Tale of the long tail, Part 2

In part two of this two-part column, small machine builders in the long tail market, and their suppliers, are using the Internet in a way that lets them enjoy the same service as their larger brethren.

Dan Hebert, PEBy Dan Hebert, PE, Senior Technical Editor

MY JUNE "MoJo” column, "Tale of the Long Tail, Part 1," examined how the machine-builder marketplace in North America fits the long-tail model. This means the builders and their relative sizes collectively make up a distribution chart that looks like a mouse with a very long tail. This time we’ll look at how the small machine builders in that long tail—and their suppliers—use the Internet and other tools in a way that lets them enjoy the same level of service as their larger brethren.
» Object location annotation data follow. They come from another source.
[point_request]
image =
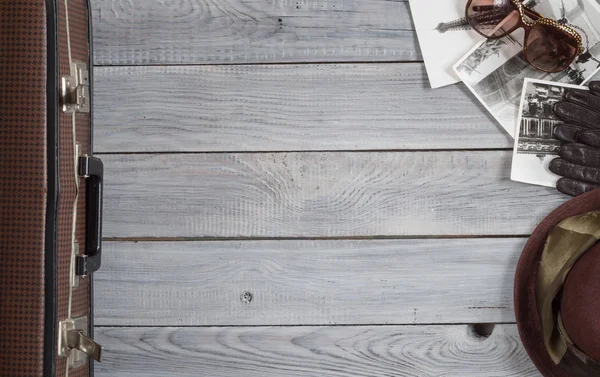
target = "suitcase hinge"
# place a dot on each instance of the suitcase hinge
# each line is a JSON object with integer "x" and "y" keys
{"x": 74, "y": 343}
{"x": 75, "y": 89}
As Control Design’s March 2006 survey revealed, machine builders often turn to the Internet for supplier information. Specifically, they often go to automation-supplier websites first. Suppliers can’t send an automation specialist to each of the thousands of small North America machine builders, but they can afford to provide lots of useful information via their websites.

AutomationDirect was a pioneer in this area. First with its print catalogs and now with its website, the company reached out aggressively and successfully to the long tail of the machine-builder market via a direct-sales model. The company’s success indicates that its model has in many cases served your needs better than the traditional, local-distributor sales channel.
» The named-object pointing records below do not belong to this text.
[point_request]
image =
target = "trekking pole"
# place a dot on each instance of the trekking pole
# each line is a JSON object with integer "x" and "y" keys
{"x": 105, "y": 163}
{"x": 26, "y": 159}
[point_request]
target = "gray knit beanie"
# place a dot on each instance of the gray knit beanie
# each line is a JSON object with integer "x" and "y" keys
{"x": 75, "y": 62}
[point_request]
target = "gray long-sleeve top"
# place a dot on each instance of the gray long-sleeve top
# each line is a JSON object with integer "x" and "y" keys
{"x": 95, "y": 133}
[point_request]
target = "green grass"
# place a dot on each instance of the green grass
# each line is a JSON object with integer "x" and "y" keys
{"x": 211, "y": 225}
“The ability to sell high-technology automation products for very low prices depends on the efficiencies inherent in direct marketing,” says George Kaufman, AutomationDirect’s director of product development and management. “Customers can use our website to select appropriate products, view specifications, get pricing, and view technical manuals. They also can access their orders’ status, open invoices, and generate quotes on line.”

AutomationDirect finds the best way to provide high level service to small machine builders is via access to remote experts. “We provide free phone and e-mail support that has been rated the best in multiple product categories for five consecutive years by the readers of Control Design,” concludes Kaufman.

Opto 22 also makes smaller machine builders an important part of its market. “We cater to customers in the long tail because we’re also in the long tail of our market as a niche provider of control products,” says Benson Hougland, Opto 22’s marketing vice president. “Because of our relatively small size and our dedication to our long-tail customers, we can engineer products and implement programs quickly. The Internet then allows us to get the word out immediately. Moreover, customers in the tail tend to be technologically ahead in how they obtain information, primarily via the web and e-mail.”

Larger vendors now often charge for service, support, and training, adds Hougland. “Customers in the tail can’t shell out the big bucks for these services, so they look to vendors like Opto 22 that provide these basic services as part of their purchases,” he says.

National Instruments (NI) targets smaller machine builders. “It used to be difficult and expensive to commercialize and explain the benefits of new technologies for niche applications,” says John Hanks, NI’s marketing director. “Because of the Internet, we can develop online technical content inexpensively. Technical diagrams, example code, and application notes now are online, and being updated by our community of users at an increasing rate.”

Hanks says customer surveys show that 7% of the cost of new designs is related to searching for the right supplier and components. “This problem is accentuated for small machine builders since they don’t always have a team of purchasing agents locating alternative solutions,” he adds. To help in this area, NI created several on-line product advisors aimed at helping machine builders locate cost-effective solutions quickly.

“Before a long-tail economic event occurs, the market hits are the popular items like PLCs,” says Hanks. “But when the costs of product design, marketing, technical support, and distribution fall, a wide range of substitute products become available, such as programmable automation controllers derived from PC-based designs. The mass market of machine builder automation is dwindling, and being replaced by masses of niches. This could deliver more choices and lower prices for all machine builders.”